India, it should be remembered, once fought a bloody border war with China and despite a recent thaw in Sino-Indian relations remains deeply suspicious of China's strategic intentions.
Proponents of the quadrilateral alliance argue that it makes strategic sense for the region's four great democracies to take out insurance against the possibility of a future Chinese military threat or foreign policy adventurism. Some have even suggested that no one could construe such an alliance as having aggressive intent.
Such arguments are either naive or wishful thinking. It is difficult to see how any Chinese Government would not regard the establishment of a quadrilateral alliance as a hostile act when it is clearly aimed at constraining Chinese power. Adding India to the equation will feed China's well-developed paranoia about strategic encirclement and risk returning the region to the bad old days of the Cold War when Asia was divided into two ideologically and strategically opposed blocs.
If China feels threatened then it is hardly going to sit back and do nothing. An obvious response would be to construct an opposing alliance, most likely involving members of the Shanghai Co-operation Organisation which includes, among others, Russia and potentially Iran. China might also become less helpful on counter-terrorism and counter-proliferation.

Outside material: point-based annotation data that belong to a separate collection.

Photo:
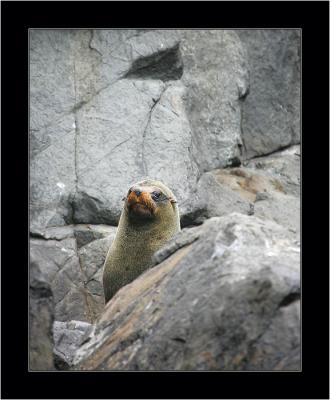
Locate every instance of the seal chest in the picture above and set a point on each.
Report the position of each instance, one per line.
(149, 218)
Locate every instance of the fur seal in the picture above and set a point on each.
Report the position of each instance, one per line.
(149, 218)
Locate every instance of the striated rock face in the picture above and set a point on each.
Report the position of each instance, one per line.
(41, 320)
(268, 187)
(271, 111)
(68, 336)
(109, 107)
(225, 296)
(190, 108)
(71, 260)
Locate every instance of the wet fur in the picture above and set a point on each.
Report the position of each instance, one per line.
(138, 237)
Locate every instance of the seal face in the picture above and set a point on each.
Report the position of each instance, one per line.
(142, 202)
(149, 218)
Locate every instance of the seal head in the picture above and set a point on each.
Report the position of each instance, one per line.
(149, 218)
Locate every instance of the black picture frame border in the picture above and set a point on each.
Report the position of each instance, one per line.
(313, 19)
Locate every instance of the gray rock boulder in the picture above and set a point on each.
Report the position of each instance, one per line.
(225, 296)
(68, 336)
(41, 320)
(216, 75)
(109, 107)
(271, 111)
(59, 262)
(74, 273)
(268, 187)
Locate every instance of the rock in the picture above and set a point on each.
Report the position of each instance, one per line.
(59, 262)
(53, 233)
(270, 184)
(68, 336)
(110, 107)
(92, 257)
(271, 110)
(224, 298)
(216, 76)
(108, 128)
(85, 234)
(41, 320)
(75, 274)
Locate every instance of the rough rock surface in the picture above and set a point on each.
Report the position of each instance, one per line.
(109, 107)
(225, 297)
(271, 111)
(268, 187)
(68, 336)
(75, 274)
(41, 320)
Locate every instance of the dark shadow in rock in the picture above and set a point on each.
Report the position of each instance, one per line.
(166, 65)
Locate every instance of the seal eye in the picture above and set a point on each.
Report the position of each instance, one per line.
(155, 195)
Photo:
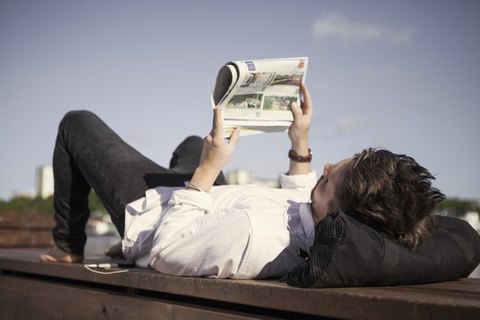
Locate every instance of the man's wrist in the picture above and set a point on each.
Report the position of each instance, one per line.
(302, 157)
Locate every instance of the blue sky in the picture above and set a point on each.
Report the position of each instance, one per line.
(404, 75)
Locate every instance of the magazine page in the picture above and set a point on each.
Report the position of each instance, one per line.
(259, 101)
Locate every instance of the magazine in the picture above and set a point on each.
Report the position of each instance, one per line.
(256, 95)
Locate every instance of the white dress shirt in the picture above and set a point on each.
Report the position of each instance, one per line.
(235, 231)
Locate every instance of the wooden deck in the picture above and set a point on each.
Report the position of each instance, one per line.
(34, 290)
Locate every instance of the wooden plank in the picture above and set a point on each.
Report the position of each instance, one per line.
(37, 299)
(443, 301)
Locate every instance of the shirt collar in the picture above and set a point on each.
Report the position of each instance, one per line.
(308, 224)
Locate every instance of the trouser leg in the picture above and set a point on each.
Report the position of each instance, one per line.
(88, 154)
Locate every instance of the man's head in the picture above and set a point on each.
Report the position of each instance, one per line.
(389, 192)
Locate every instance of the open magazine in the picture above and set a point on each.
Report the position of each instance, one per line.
(256, 95)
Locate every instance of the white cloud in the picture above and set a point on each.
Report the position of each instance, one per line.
(337, 26)
(381, 73)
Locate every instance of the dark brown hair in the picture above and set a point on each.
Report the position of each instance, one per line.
(391, 193)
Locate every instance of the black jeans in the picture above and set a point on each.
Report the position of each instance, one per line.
(88, 154)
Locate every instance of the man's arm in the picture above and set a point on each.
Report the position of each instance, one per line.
(298, 132)
(215, 154)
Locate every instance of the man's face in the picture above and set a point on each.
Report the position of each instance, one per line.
(324, 190)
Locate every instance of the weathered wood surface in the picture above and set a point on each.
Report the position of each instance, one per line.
(23, 229)
(23, 277)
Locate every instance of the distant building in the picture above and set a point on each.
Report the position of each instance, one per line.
(44, 181)
(239, 177)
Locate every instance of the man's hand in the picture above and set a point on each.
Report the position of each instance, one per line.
(215, 154)
(298, 132)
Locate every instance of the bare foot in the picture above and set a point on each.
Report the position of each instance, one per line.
(57, 255)
(115, 251)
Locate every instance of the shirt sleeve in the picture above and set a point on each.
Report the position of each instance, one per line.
(300, 181)
(191, 240)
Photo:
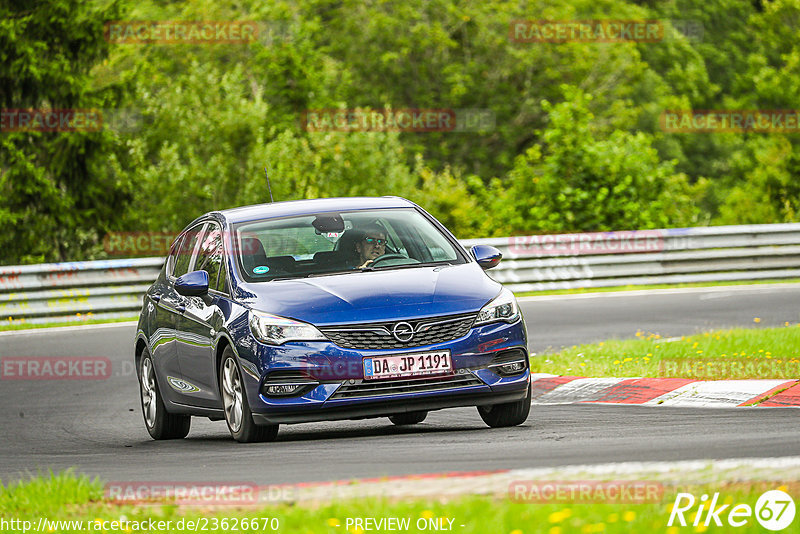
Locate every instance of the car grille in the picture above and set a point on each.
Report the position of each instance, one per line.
(377, 336)
(376, 388)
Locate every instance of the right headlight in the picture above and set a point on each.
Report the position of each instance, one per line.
(502, 308)
(277, 330)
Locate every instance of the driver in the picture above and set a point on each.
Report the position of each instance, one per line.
(371, 246)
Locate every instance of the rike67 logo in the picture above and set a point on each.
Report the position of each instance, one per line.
(774, 511)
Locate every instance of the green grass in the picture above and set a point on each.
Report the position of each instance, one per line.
(22, 325)
(733, 354)
(66, 497)
(653, 286)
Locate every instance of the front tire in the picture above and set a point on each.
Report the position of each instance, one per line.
(408, 418)
(159, 422)
(507, 414)
(237, 409)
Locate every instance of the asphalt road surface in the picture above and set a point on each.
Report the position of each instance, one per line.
(97, 425)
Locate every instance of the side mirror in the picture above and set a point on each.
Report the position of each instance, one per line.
(486, 256)
(193, 284)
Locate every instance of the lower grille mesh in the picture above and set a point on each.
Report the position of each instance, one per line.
(376, 388)
(377, 336)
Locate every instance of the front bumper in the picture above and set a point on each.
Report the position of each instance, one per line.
(342, 392)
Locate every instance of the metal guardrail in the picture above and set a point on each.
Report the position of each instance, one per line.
(114, 288)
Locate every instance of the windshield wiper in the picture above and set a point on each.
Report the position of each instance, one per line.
(410, 265)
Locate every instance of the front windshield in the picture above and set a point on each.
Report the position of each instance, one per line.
(327, 243)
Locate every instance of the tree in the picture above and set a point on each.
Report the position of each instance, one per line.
(57, 190)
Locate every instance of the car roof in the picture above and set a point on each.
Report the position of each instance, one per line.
(309, 207)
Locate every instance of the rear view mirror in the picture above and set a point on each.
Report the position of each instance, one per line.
(328, 223)
(486, 256)
(193, 284)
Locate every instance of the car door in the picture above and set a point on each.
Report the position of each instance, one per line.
(171, 306)
(201, 320)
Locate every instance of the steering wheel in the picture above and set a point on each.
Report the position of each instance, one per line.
(387, 257)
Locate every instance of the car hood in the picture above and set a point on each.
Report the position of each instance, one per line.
(374, 296)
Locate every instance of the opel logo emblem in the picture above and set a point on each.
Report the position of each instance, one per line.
(403, 332)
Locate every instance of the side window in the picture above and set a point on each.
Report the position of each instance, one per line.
(222, 283)
(209, 258)
(173, 254)
(187, 245)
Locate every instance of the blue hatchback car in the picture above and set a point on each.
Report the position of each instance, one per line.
(316, 310)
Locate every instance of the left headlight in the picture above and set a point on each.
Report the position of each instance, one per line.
(502, 308)
(277, 330)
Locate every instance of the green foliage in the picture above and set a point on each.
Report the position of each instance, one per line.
(581, 181)
(57, 192)
(576, 143)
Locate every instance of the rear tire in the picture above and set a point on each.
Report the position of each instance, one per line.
(507, 414)
(408, 418)
(159, 422)
(237, 410)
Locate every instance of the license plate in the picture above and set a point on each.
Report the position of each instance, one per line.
(402, 365)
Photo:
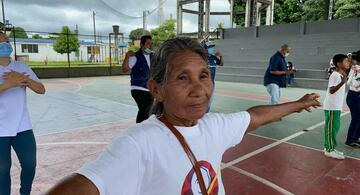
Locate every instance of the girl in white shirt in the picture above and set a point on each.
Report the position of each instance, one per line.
(353, 101)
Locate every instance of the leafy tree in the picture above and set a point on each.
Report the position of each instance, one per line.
(287, 11)
(347, 8)
(66, 42)
(19, 33)
(313, 10)
(164, 32)
(239, 10)
(138, 33)
(37, 36)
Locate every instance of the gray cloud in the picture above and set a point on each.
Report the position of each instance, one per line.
(51, 15)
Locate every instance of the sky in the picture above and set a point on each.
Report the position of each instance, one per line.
(51, 15)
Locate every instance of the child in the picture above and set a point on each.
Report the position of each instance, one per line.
(353, 102)
(333, 104)
(214, 59)
(290, 77)
(15, 127)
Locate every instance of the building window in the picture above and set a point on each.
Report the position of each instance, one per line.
(29, 48)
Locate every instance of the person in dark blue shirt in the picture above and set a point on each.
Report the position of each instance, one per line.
(275, 75)
(139, 63)
(214, 59)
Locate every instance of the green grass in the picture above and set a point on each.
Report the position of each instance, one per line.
(59, 64)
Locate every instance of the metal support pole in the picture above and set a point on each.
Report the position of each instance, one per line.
(201, 19)
(207, 17)
(179, 18)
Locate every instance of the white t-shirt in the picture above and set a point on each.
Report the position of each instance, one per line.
(148, 159)
(354, 78)
(334, 101)
(132, 62)
(14, 115)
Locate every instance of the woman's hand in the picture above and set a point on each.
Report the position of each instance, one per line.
(14, 79)
(309, 101)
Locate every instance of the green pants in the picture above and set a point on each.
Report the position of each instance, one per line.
(332, 127)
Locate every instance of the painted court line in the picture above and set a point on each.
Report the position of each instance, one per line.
(73, 143)
(298, 145)
(90, 126)
(251, 154)
(102, 99)
(262, 180)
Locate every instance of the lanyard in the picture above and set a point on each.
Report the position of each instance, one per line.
(189, 153)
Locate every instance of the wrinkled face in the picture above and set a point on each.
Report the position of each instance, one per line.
(187, 92)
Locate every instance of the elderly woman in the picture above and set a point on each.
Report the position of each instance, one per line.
(178, 150)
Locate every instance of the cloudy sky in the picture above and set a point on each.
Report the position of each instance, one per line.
(51, 15)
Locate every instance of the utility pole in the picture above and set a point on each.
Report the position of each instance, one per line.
(3, 11)
(145, 12)
(94, 27)
(94, 48)
(160, 12)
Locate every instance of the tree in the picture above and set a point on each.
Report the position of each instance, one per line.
(37, 36)
(287, 11)
(19, 33)
(239, 12)
(138, 33)
(164, 32)
(313, 10)
(66, 42)
(347, 8)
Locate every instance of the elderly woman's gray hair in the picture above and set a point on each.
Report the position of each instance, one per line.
(160, 64)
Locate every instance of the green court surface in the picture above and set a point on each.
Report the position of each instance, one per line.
(80, 102)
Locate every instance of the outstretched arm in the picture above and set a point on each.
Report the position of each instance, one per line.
(262, 115)
(36, 87)
(74, 184)
(13, 79)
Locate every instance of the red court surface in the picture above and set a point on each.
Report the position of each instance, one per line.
(295, 169)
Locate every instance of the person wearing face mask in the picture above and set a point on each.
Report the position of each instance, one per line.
(275, 75)
(139, 63)
(15, 127)
(353, 101)
(214, 59)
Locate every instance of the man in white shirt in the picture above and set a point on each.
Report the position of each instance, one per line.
(15, 127)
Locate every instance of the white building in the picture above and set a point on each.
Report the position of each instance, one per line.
(42, 49)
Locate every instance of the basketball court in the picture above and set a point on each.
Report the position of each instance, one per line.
(78, 117)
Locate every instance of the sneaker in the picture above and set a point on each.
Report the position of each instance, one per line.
(341, 153)
(353, 145)
(334, 154)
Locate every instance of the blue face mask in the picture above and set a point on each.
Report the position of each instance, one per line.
(211, 51)
(5, 50)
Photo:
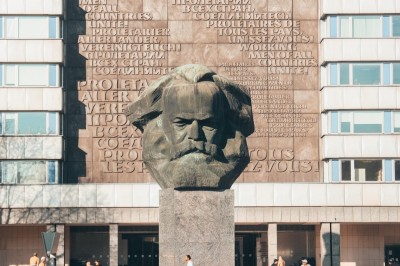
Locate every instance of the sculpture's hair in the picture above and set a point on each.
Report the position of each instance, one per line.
(149, 105)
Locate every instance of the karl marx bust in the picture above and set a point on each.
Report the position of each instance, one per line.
(194, 125)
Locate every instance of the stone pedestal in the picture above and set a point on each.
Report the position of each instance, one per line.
(198, 223)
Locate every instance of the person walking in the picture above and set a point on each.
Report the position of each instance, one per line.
(188, 260)
(34, 260)
(42, 261)
(281, 262)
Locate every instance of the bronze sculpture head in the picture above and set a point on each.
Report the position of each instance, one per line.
(194, 125)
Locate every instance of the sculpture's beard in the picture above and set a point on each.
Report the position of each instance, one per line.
(192, 146)
(193, 164)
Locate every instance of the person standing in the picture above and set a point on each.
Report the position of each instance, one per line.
(304, 262)
(281, 262)
(188, 260)
(42, 261)
(34, 260)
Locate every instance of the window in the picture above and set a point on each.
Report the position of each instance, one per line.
(28, 172)
(35, 75)
(361, 122)
(397, 170)
(29, 27)
(367, 122)
(368, 26)
(396, 73)
(361, 74)
(366, 74)
(357, 170)
(396, 26)
(29, 123)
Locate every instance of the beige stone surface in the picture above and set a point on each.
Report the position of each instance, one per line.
(118, 54)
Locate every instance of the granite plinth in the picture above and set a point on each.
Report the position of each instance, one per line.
(198, 223)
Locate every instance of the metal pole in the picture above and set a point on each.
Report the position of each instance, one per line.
(330, 242)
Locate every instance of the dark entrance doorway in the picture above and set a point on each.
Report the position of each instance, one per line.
(392, 254)
(89, 243)
(138, 246)
(245, 249)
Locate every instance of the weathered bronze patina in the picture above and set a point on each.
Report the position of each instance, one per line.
(194, 125)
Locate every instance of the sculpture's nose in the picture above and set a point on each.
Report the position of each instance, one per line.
(194, 132)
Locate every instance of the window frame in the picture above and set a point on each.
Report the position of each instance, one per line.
(382, 72)
(49, 69)
(387, 126)
(352, 170)
(338, 29)
(16, 124)
(58, 29)
(15, 170)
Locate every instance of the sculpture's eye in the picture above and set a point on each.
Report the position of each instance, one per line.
(180, 123)
(209, 124)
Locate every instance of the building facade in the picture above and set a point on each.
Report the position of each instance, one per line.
(323, 181)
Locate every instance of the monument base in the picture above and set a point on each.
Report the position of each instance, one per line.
(199, 224)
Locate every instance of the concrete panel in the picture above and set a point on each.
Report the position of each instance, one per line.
(87, 195)
(335, 195)
(3, 148)
(3, 7)
(52, 196)
(140, 195)
(369, 49)
(389, 195)
(123, 195)
(333, 146)
(3, 197)
(53, 51)
(154, 195)
(317, 194)
(16, 6)
(351, 49)
(33, 147)
(54, 7)
(34, 50)
(52, 99)
(388, 97)
(300, 195)
(3, 50)
(282, 194)
(353, 195)
(264, 194)
(352, 146)
(16, 196)
(105, 196)
(15, 148)
(16, 51)
(388, 146)
(69, 195)
(371, 195)
(370, 146)
(3, 99)
(386, 50)
(35, 6)
(332, 98)
(33, 196)
(351, 97)
(52, 147)
(34, 99)
(247, 195)
(16, 99)
(369, 97)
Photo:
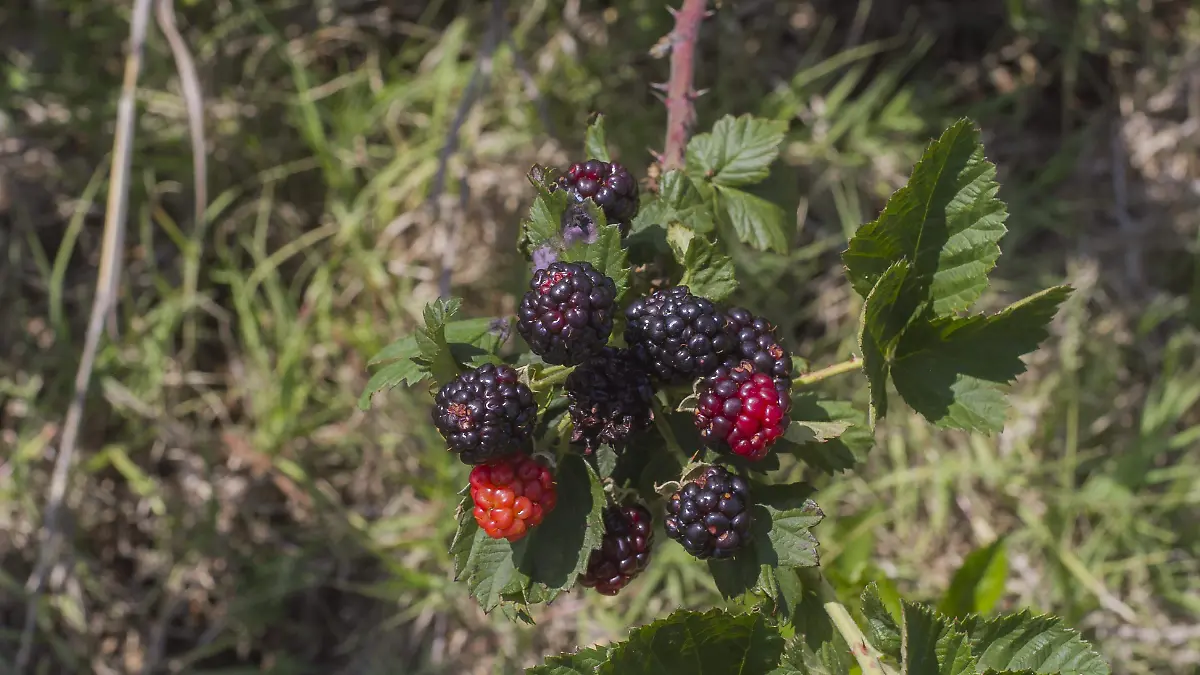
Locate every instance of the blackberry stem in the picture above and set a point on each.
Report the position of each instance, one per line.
(869, 658)
(550, 376)
(851, 365)
(681, 95)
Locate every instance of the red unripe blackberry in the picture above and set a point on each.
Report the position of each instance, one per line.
(624, 553)
(677, 336)
(711, 515)
(742, 408)
(485, 413)
(567, 315)
(610, 396)
(511, 495)
(610, 185)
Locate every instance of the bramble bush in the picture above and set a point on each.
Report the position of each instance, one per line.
(625, 335)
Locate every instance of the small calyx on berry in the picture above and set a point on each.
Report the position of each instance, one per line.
(511, 495)
(623, 553)
(711, 515)
(567, 314)
(485, 413)
(609, 184)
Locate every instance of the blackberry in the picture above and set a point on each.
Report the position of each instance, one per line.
(485, 413)
(567, 314)
(511, 495)
(610, 396)
(742, 408)
(711, 515)
(624, 551)
(756, 340)
(610, 185)
(676, 335)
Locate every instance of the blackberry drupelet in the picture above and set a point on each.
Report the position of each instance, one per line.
(711, 515)
(676, 335)
(756, 340)
(511, 495)
(610, 396)
(610, 185)
(567, 314)
(485, 413)
(742, 408)
(624, 551)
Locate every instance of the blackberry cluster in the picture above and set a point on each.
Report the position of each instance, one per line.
(677, 336)
(610, 396)
(567, 314)
(485, 413)
(742, 408)
(624, 551)
(711, 515)
(511, 495)
(610, 185)
(755, 340)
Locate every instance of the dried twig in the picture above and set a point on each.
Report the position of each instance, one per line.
(193, 97)
(681, 96)
(474, 87)
(106, 293)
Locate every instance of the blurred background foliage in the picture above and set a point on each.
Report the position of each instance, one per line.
(233, 512)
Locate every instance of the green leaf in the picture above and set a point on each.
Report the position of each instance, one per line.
(594, 141)
(781, 538)
(681, 201)
(810, 416)
(1027, 641)
(435, 350)
(885, 633)
(931, 645)
(946, 221)
(889, 309)
(755, 220)
(431, 340)
(707, 272)
(737, 151)
(486, 565)
(583, 662)
(832, 657)
(606, 254)
(400, 372)
(979, 583)
(546, 561)
(483, 332)
(713, 643)
(953, 370)
(545, 222)
(606, 460)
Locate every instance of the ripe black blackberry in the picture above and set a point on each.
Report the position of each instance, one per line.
(756, 340)
(610, 185)
(676, 335)
(624, 551)
(485, 413)
(567, 314)
(711, 515)
(610, 396)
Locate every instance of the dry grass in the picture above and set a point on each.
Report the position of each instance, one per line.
(232, 508)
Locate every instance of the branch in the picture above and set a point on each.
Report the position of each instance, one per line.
(107, 279)
(681, 95)
(869, 658)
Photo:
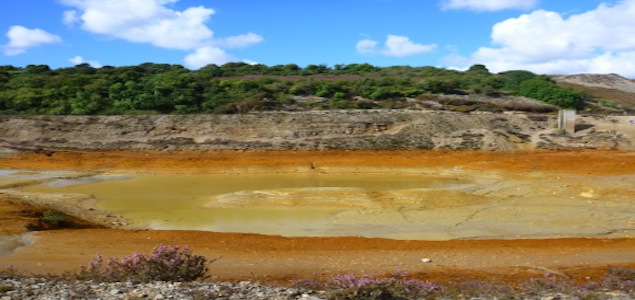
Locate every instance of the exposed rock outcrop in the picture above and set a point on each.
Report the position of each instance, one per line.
(349, 129)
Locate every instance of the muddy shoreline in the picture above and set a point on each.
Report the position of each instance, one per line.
(276, 258)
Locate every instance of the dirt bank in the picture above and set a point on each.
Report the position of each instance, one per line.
(315, 130)
(278, 258)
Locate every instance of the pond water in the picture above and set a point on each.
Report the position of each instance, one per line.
(281, 204)
(392, 205)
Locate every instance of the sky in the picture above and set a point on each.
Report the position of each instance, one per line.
(542, 36)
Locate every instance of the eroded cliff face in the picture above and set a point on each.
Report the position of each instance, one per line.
(357, 129)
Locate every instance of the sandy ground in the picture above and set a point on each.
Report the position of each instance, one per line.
(275, 258)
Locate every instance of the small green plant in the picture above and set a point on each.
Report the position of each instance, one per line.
(165, 263)
(53, 217)
(353, 287)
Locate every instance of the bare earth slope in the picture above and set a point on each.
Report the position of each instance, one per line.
(363, 129)
(275, 258)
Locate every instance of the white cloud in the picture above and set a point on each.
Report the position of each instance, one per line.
(489, 5)
(70, 17)
(395, 45)
(241, 41)
(80, 60)
(155, 22)
(144, 21)
(401, 46)
(207, 55)
(366, 46)
(598, 41)
(22, 38)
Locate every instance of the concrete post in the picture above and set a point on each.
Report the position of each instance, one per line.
(566, 120)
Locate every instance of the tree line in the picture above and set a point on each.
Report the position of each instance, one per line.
(151, 88)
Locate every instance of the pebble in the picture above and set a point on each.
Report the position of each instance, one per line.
(39, 288)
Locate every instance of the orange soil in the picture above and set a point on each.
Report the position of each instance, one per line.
(274, 258)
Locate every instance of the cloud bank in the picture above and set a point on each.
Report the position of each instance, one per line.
(395, 46)
(154, 22)
(597, 41)
(488, 5)
(22, 38)
(77, 60)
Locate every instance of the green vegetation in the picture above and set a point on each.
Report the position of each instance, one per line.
(239, 87)
(166, 263)
(53, 217)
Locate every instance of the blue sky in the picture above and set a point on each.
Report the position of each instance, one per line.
(543, 36)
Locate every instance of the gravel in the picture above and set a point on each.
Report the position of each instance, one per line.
(49, 289)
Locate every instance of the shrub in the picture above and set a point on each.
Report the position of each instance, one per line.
(53, 217)
(166, 263)
(352, 287)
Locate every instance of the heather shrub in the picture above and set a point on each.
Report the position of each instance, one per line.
(352, 287)
(165, 263)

This would be detrimental to our security interests as well as those of the US, Japan and India, illustrating how one country's ill-considered quest for security can increase the insecurity of neighbours and ultimately heighten everyone's insecurity.
A quadrilateral alliance would run counter to the whole thrust of post-Cold War multilateralism in Asia, which aims to construct a new security paradigm based on inclusiveness and the identification of common security interests. That is why key regional bodies such as the ASEAN Regional Forum exist, and why any effective multilateral framework for dealing with the region's intractable security issues must include, not exclude, China.
A case in point is North Korea. The US has learned the hard way that there can be no solution to the problem of North Korea's nuclear weapons without China's active engagement. It was primarily Chinese pressure and patient diplomacy that brought the North Koreans to the negotiating table.
Of course, values matter in foreign policy and there is no disputing the fact that China is not a democracy. But shared values alone are not a sustainable basis for building an alliance and the absence of shared values is not a reason for excluding China.
To say that Australia would not contemplate a security arrangement with a non-democracy flies in the face of historical experience and our own history in particular. The Western democracies effectively allied themselves with Stalin's Soviet Union against the greater threat posed by Nazi Germany in World War II. And Australia signed a security agreement with Indonesia in 1995 when that country was still ruled by president Suharto, because the agreement was seen to be in the national interest, not because we shared common values.